Потом Харим вдруг осекся.
— А нет ли у вас немного воды? — спросил он негромко.
Муха отрицательно покачал головой.
— Жаль. Очень жаль, — посетовал раненый душман. — Пить хочется так, что нету сил.
— Продолжай, Харим, — напомнил ему я.
Харим продышался. Потом отвёл взгляд куда-то вверх. Вновь заговорил:
— Первые тревоги появились позже. Когда Мирза начал свои проповеди в кишлаках. Сначала он говорил с мужчинами. Потом — с юношами. А потом… я увидел, как он окружён мальчишками, которым и десяти лет не было. Он гладил их по головам, улыбался, а потом… потом доставал из складок своей чапана советскую противопехотную мину. Игрушку, говорил он. «Игрушку для джахилей». И объяснял, как ею «играть».

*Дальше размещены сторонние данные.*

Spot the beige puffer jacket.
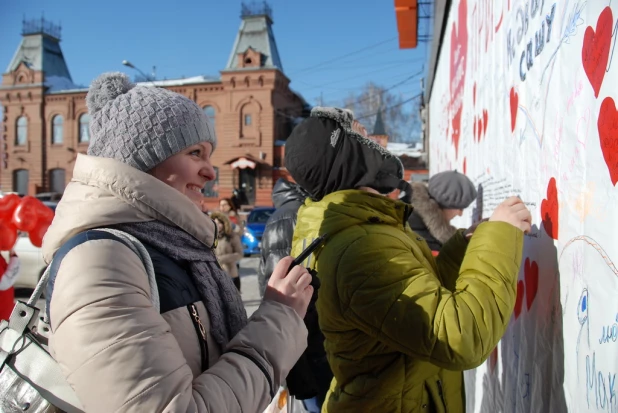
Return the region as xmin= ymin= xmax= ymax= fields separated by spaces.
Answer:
xmin=42 ymin=154 xmax=308 ymax=413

— Мразь… — процедил Муха тихо.
— Я подошёл к нему после, — Харим никак не отреагировал на слово Мухи, посыл которого был ясен и без всяких переводов. — Я спросил: «Уважаемый Муаллим-и-Дин, разве путь воина — это путь, усыпанный телами детей?». Он посмотрел на меня своими спокойными, холодными глазами и сказал: «В огне джихада сгорает всё нечистое, Харим. Даже возраст. Перед Аллахом все равны. И смерть ребёнка, принявшего шахадат, слаще и угоднее Ему, чем жизнь старца, сомневающегося в необходимости этой борьбы».
Харим тяжело вздохнул. И вздох этот был следствием тяжёлых мыслей, а не раны.
— В ту ночь я не спал. Я понял, что чистое зеркало Учителя Веры — это лёд. Лёд, отражающий не волю Аллаха, а его собственную, чужую, расчётливую цель. А мы… мы все, даже Абдул-Халим, были для него лишь дровами для костра, который он разжигал не здесь. Он смотрел куда-то далеко, за Гиндукуш. Туда, откуда пришёл.
— Гиндукуш? — спросил я. — Ты намекаешь, что Муаллим как-то связан с пакистанцами?
Харим с трудом покивал.
— Да. Теперь все — и Абдул-Халим, и его верные воины джихада — все связаны с пакистанцами. Они не видят, а я прозрел. И теперь понимаю — мы пляшем под чужую дудку.
Я мрачно посмотрел сначала на Муху. Потом на Харима.
Душман совсем ослаб. Он уже с трудом держал голову навесу. Даже держать веки открытыми стоило ему усилий. Тогда, чтобы не терять времени, я спросил:
— Чего хочет этот Муаллим-и-Дин? Какова его цель? И где нам его искать?
Глава 18
Харим не ответил. Вместо этого он уронил голову на плечо. И всё же немолодой душман смог найти в себе силы, чтобы одарить меня последним взглядом.
Он просто смотрел, и казалось, что на новые слова ему не хватит сил. Что он уже не сможет разомкнуть губ.
И всё же он смог. И снова полились витиеватые слова незнакомого, чужого языка. И снова Муха внимательно прислушался к ним. И, как и до этого, когда Харим делал небольшие паузы, чтобы перевести дыхание, Муха переводил его слова на русский язык.